A continuación, se verá cómo se han configurado algunos de los órdenes en el territorio araucano, en especial buscando acotar el análisis a la zona del piedemonte.

REGLAS ARMADAS: ENTRE LA SEDUCCIÓN Y EL MIEDO

En condiciones de caos institucional y de ausencia reconocible de regulación, existen dos tipos de salidas: por un lado, se impone el principio de Estado y se amplía la ciudadanía como un campo institucional o, por otro lado, se establecen equilibrios entre diferentes órdenes de regulación y se configura una constelación pluralista (Santos, 1991). Dicho en otras palabras, toda situación de conflicto representa una posibilidad de definir órdenes de regulación para que salir del caos se constituya en una de las condiciones propias de la producción social del territorio (Ardila, 2006).
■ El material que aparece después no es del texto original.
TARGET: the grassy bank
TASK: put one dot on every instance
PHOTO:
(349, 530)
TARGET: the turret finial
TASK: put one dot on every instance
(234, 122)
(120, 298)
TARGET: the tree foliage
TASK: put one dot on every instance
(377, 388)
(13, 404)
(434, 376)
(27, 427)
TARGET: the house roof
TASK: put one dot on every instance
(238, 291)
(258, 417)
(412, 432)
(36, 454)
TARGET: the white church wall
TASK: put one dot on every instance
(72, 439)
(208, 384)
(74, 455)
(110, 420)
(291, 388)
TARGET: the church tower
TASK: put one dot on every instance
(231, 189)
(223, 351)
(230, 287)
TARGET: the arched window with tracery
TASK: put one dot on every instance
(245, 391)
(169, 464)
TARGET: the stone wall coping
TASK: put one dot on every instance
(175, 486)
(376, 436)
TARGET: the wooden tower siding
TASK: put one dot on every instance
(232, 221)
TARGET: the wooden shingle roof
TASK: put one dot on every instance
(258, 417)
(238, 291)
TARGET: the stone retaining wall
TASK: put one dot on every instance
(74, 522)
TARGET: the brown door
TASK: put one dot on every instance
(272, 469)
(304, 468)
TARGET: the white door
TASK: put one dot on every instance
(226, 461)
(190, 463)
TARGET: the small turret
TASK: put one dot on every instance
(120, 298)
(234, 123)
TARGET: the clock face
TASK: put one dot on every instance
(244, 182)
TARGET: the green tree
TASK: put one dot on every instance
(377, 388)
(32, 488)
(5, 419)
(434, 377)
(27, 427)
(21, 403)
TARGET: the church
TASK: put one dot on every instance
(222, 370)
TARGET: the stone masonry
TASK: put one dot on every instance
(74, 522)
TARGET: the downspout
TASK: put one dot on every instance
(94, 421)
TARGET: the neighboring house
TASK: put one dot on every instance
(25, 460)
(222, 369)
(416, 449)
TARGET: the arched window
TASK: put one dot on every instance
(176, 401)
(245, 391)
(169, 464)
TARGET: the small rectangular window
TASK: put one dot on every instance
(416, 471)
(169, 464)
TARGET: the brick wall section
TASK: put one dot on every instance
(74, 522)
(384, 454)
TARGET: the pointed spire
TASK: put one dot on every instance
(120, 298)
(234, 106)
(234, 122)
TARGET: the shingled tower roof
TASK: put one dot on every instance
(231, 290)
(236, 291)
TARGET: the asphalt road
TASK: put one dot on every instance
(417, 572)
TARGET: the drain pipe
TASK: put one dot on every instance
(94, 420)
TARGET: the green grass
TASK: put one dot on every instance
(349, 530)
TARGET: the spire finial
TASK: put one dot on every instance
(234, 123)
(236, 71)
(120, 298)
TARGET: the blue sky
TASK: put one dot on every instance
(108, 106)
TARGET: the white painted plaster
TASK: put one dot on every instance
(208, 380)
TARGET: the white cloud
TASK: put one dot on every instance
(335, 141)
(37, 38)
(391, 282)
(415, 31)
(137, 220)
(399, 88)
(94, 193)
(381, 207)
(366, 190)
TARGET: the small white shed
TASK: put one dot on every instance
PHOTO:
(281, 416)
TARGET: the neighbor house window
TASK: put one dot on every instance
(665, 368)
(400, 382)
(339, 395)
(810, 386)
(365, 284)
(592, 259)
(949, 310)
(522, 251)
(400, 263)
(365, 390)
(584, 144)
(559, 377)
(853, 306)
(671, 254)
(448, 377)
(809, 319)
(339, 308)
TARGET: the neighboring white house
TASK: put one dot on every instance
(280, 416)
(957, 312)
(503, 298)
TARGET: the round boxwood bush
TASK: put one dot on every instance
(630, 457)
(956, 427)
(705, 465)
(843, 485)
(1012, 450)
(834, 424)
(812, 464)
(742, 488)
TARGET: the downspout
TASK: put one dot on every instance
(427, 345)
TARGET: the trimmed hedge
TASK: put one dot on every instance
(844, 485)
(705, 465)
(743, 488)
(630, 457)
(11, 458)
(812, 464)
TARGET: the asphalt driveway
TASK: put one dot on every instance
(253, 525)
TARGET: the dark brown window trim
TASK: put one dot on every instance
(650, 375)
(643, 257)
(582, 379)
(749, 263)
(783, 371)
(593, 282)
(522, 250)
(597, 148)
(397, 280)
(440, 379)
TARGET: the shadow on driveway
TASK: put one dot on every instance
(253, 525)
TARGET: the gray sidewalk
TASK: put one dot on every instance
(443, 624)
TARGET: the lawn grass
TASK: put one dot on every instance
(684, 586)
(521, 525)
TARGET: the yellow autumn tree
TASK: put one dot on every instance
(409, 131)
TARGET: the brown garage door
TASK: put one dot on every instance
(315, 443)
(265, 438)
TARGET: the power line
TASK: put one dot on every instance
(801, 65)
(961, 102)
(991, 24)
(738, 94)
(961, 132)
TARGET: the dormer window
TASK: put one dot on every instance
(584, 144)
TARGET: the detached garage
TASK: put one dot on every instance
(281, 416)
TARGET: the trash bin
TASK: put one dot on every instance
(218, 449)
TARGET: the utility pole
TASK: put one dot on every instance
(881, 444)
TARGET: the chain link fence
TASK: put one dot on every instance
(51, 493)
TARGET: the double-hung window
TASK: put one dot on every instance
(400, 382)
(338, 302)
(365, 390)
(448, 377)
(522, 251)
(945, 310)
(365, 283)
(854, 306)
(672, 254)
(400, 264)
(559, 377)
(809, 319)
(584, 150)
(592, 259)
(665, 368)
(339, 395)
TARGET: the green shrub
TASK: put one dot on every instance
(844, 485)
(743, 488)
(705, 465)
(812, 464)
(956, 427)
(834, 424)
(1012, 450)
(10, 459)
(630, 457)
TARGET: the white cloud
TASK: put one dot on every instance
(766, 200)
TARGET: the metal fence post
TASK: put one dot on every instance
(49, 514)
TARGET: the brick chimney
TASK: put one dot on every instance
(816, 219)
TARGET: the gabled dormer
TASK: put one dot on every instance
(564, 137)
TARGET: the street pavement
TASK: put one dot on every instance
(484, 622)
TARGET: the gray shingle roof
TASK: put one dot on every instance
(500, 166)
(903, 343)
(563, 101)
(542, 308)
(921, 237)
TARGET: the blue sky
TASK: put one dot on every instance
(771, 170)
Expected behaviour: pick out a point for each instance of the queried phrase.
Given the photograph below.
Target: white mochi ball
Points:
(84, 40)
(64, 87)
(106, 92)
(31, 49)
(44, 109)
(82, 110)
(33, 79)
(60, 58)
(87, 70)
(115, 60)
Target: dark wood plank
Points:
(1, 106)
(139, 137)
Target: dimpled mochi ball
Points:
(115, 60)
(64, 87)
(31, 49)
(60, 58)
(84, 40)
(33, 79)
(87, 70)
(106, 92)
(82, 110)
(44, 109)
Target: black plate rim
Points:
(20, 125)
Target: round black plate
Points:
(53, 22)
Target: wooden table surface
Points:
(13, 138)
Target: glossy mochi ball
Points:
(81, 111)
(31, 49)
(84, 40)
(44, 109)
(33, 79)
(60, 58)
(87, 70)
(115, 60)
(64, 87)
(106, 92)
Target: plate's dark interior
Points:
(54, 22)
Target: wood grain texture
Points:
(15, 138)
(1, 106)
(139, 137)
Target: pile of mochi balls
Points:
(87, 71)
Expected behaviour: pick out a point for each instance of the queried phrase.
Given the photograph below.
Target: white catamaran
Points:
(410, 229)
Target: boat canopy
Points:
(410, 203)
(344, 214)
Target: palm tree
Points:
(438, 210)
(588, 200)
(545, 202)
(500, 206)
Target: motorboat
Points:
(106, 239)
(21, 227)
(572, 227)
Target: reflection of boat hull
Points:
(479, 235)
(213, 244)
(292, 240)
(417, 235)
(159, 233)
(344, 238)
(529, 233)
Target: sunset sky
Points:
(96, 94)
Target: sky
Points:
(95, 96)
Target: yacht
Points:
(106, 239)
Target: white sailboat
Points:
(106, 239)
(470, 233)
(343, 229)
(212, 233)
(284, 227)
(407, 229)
La llegada de los grupos armados, previa incluso a la aparición del petróleo hacia principios de los años ochenta, viene a ocupar los espacios que requerían de la presencia de una autoridad que regulara un sinfín de situaciones que necesitaban ser atendidas para garantizar un orden. Así, las insurgencias aportaron criterios normativos y de regulación a un territorio del que, por otra parte, hicieron su retaguardia estratégica.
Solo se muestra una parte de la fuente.